The first is that of error. So far, all of our pipelines involve some amount of PCR amplification, which adds a great deal of errors on top of whatever the sequencing technique itself will introduce. My own supervisor Benny Chain probably dwelt on this the longest, going over some evidence to suggest that within a given PCR there's some variability in the efficiency of amplification, so for lower frequency clones there's less relationship between the number of reads coming out and the number of original molecules of DNA that went in. However a number of the talks touched on this, and I'm sure some of the later ones will as well.

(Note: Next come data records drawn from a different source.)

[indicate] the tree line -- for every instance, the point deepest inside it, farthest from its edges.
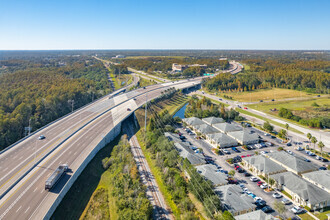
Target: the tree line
(309, 76)
(40, 94)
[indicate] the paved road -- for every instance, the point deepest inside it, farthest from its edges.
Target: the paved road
(325, 136)
(28, 199)
(160, 209)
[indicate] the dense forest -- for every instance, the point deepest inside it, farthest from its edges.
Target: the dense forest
(40, 91)
(309, 76)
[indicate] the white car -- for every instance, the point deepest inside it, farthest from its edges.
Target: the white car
(277, 195)
(254, 179)
(257, 198)
(297, 210)
(289, 152)
(264, 186)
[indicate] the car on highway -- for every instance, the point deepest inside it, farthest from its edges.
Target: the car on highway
(267, 209)
(264, 186)
(254, 179)
(289, 152)
(277, 195)
(297, 210)
(226, 151)
(285, 201)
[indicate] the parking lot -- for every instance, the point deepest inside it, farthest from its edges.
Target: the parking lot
(220, 160)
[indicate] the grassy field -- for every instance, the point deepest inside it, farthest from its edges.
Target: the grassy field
(270, 121)
(172, 105)
(302, 108)
(266, 95)
(75, 201)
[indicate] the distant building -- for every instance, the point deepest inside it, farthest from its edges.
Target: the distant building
(234, 200)
(319, 178)
(220, 140)
(261, 165)
(209, 171)
(302, 191)
(179, 68)
(244, 137)
(292, 163)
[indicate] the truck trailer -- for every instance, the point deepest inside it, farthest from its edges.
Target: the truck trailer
(52, 180)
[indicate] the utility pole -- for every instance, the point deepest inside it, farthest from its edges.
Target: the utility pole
(71, 102)
(29, 126)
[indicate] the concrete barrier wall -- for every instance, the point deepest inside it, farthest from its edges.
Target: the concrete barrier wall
(104, 141)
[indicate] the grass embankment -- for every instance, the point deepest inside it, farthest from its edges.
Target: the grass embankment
(120, 193)
(75, 201)
(322, 215)
(172, 105)
(158, 176)
(266, 95)
(265, 119)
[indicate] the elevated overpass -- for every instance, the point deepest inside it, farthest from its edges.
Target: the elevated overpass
(74, 140)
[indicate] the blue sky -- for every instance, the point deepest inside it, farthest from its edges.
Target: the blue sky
(164, 24)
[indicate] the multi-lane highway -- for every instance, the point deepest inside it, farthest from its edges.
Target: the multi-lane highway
(70, 140)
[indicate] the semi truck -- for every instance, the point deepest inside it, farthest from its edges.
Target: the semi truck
(52, 180)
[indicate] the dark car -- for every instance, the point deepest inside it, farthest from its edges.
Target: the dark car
(267, 209)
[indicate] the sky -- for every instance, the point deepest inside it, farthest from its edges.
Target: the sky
(164, 24)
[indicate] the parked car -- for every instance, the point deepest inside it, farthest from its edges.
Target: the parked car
(226, 151)
(289, 152)
(286, 201)
(277, 195)
(264, 186)
(267, 209)
(254, 179)
(260, 203)
(297, 210)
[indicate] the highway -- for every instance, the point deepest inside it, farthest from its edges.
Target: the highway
(28, 199)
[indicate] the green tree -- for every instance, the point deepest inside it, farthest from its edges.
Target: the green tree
(268, 127)
(279, 207)
(321, 146)
(309, 136)
(231, 173)
(314, 140)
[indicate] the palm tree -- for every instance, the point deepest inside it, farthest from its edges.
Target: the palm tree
(309, 136)
(314, 140)
(321, 146)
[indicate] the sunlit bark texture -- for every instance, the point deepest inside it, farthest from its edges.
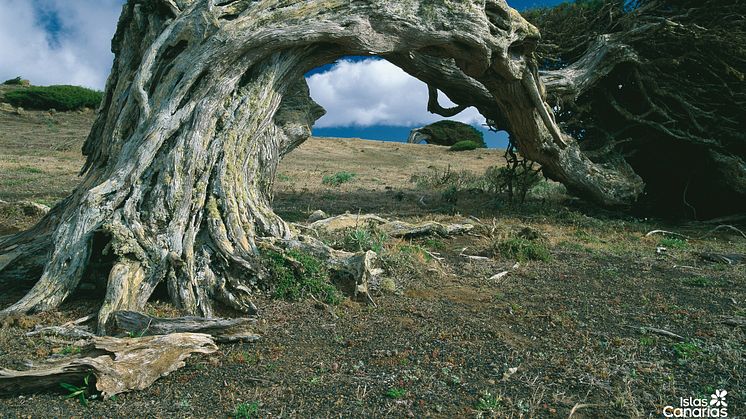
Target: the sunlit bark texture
(660, 84)
(205, 98)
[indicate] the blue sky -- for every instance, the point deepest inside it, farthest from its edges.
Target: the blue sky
(68, 42)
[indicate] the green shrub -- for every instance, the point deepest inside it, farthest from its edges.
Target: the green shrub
(18, 81)
(673, 243)
(362, 239)
(465, 146)
(299, 275)
(522, 249)
(246, 410)
(61, 98)
(396, 393)
(338, 178)
(448, 133)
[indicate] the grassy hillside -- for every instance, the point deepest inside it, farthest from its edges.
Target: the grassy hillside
(544, 309)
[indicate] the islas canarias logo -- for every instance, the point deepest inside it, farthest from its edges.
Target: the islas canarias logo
(715, 407)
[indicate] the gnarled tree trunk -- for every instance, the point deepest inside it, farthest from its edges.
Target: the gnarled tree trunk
(206, 97)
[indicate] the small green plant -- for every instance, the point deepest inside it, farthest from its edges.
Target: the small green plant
(523, 250)
(70, 350)
(464, 146)
(448, 133)
(450, 195)
(246, 410)
(362, 239)
(488, 402)
(434, 244)
(698, 281)
(81, 392)
(686, 350)
(647, 341)
(299, 275)
(61, 98)
(338, 178)
(18, 81)
(396, 393)
(673, 243)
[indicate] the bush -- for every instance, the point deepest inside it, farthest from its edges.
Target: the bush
(338, 178)
(299, 276)
(465, 146)
(448, 133)
(61, 98)
(18, 81)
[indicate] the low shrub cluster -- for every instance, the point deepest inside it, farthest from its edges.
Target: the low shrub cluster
(299, 276)
(338, 178)
(465, 146)
(61, 98)
(18, 81)
(448, 133)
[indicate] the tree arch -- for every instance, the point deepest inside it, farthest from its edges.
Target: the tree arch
(205, 98)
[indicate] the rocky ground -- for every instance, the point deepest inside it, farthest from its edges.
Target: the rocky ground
(576, 328)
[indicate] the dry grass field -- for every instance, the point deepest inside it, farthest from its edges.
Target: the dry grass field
(572, 329)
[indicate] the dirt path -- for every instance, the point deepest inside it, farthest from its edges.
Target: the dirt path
(550, 337)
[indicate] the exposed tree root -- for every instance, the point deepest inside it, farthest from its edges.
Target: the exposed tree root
(204, 100)
(117, 364)
(222, 330)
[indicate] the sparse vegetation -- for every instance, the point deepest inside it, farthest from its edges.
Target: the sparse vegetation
(684, 351)
(61, 98)
(338, 178)
(361, 239)
(522, 249)
(698, 281)
(488, 402)
(396, 393)
(18, 81)
(673, 243)
(298, 276)
(448, 133)
(464, 146)
(80, 392)
(246, 410)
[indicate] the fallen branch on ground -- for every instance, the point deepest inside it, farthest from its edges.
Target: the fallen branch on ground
(399, 229)
(116, 363)
(656, 331)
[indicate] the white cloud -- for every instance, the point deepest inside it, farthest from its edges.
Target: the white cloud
(376, 92)
(81, 54)
(363, 93)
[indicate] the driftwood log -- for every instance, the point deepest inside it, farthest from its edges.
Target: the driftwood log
(222, 330)
(204, 99)
(397, 229)
(119, 365)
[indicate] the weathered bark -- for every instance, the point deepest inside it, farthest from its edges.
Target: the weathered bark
(661, 88)
(206, 97)
(222, 330)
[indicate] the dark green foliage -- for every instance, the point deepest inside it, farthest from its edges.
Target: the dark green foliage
(61, 98)
(338, 178)
(465, 146)
(246, 410)
(448, 133)
(299, 275)
(18, 81)
(80, 392)
(362, 239)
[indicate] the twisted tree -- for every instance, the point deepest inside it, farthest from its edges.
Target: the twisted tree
(659, 84)
(205, 98)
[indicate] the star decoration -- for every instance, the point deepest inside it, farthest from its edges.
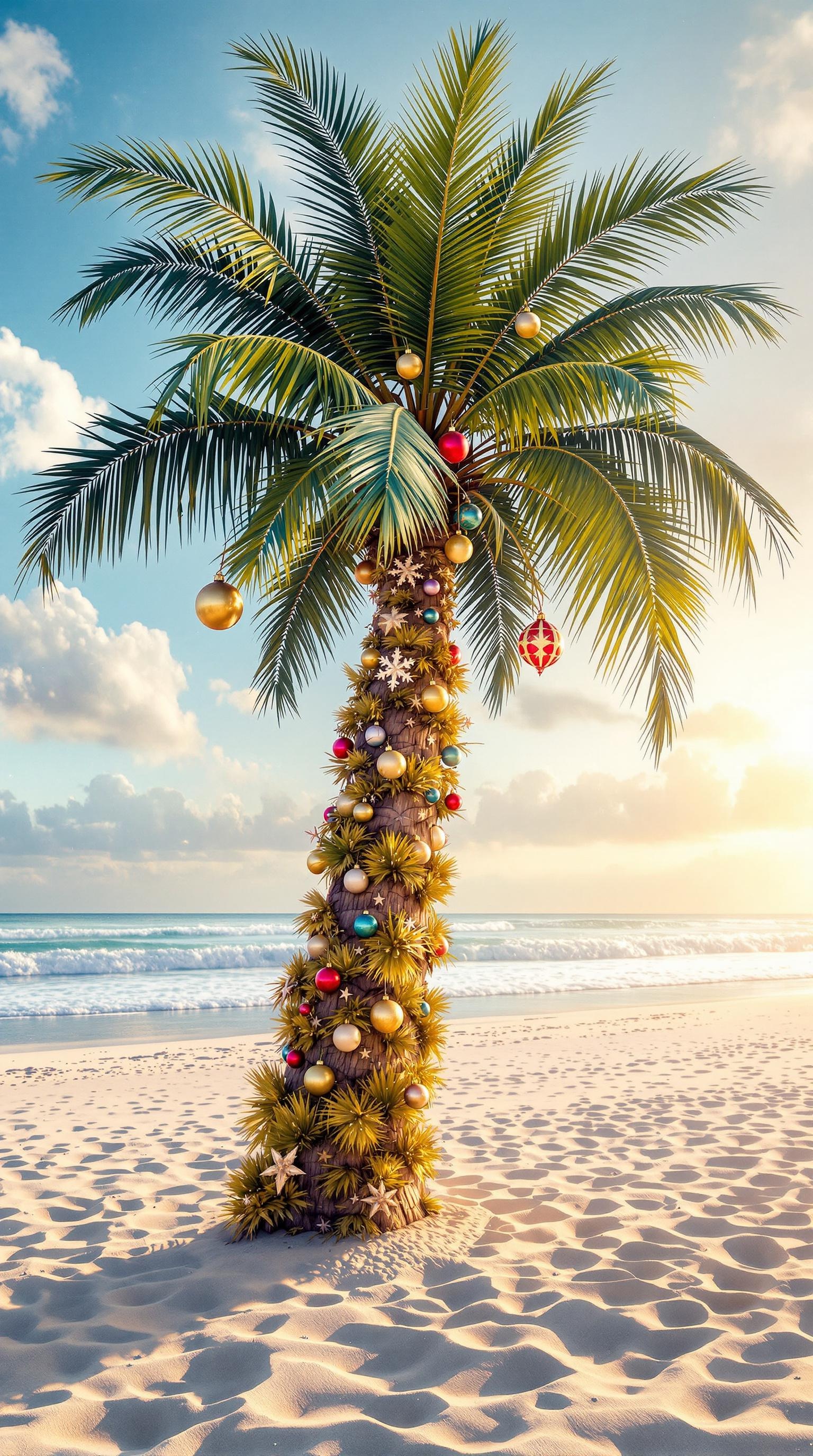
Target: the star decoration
(381, 1200)
(283, 1168)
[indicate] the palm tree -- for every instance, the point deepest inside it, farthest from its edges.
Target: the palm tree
(285, 427)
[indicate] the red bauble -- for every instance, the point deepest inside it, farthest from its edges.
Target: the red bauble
(541, 644)
(454, 446)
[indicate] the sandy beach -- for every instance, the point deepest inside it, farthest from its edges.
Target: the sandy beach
(624, 1266)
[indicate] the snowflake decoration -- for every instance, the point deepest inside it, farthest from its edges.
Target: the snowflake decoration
(397, 669)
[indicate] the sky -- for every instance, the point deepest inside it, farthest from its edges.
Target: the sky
(133, 772)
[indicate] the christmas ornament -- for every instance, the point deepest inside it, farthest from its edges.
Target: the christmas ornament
(409, 365)
(435, 698)
(541, 644)
(218, 605)
(391, 765)
(347, 1037)
(454, 446)
(320, 1079)
(386, 1017)
(528, 324)
(356, 881)
(458, 549)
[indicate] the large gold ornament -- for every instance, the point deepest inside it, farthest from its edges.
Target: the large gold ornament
(320, 1079)
(458, 548)
(219, 605)
(347, 1037)
(435, 698)
(409, 365)
(391, 765)
(386, 1017)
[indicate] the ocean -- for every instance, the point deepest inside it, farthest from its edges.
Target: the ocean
(82, 979)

The second theme is that of diversity, and how to measure it. Based on the fact all of the speakers used a different metric (and the number of questions it raised from the audience) there's clearly scope for discussion. In brief, Encarnita Mariotti-Ferrandiz used a species richness index to describe the number of different unique clonotypes in mice Treg and Teff cells, Thierry Mora used Shannon Entropy to compare diversities of zebrafish Ig CDR3s, and Eric Shifrut looked at Gini indexes of aging mice repertoires.
This of course all ties in to the error of the system, as any additional error will be likely be artificially inflating the diversity while at the same time distorting the frequency distribution.
The last full talk of the day ended with Aleksandra Walczak talking through the generation of diversity in TCR repertoires, mostly just going through the figures from the excellent Murugan et al paper.
So far this is shaping up to be an ideal workshop for me, what with so many people working on and talking about the exact problems I find myself faced with on a daily basis. That it's all taking place among some achingly beautiful scenery is just icing on the cake.

* I know it's an awful thing to think about, but I can't help feeling that if an avalanche hit the resort we'd be setting the relatively young field of adaptive repertoire sequencing back a decent way!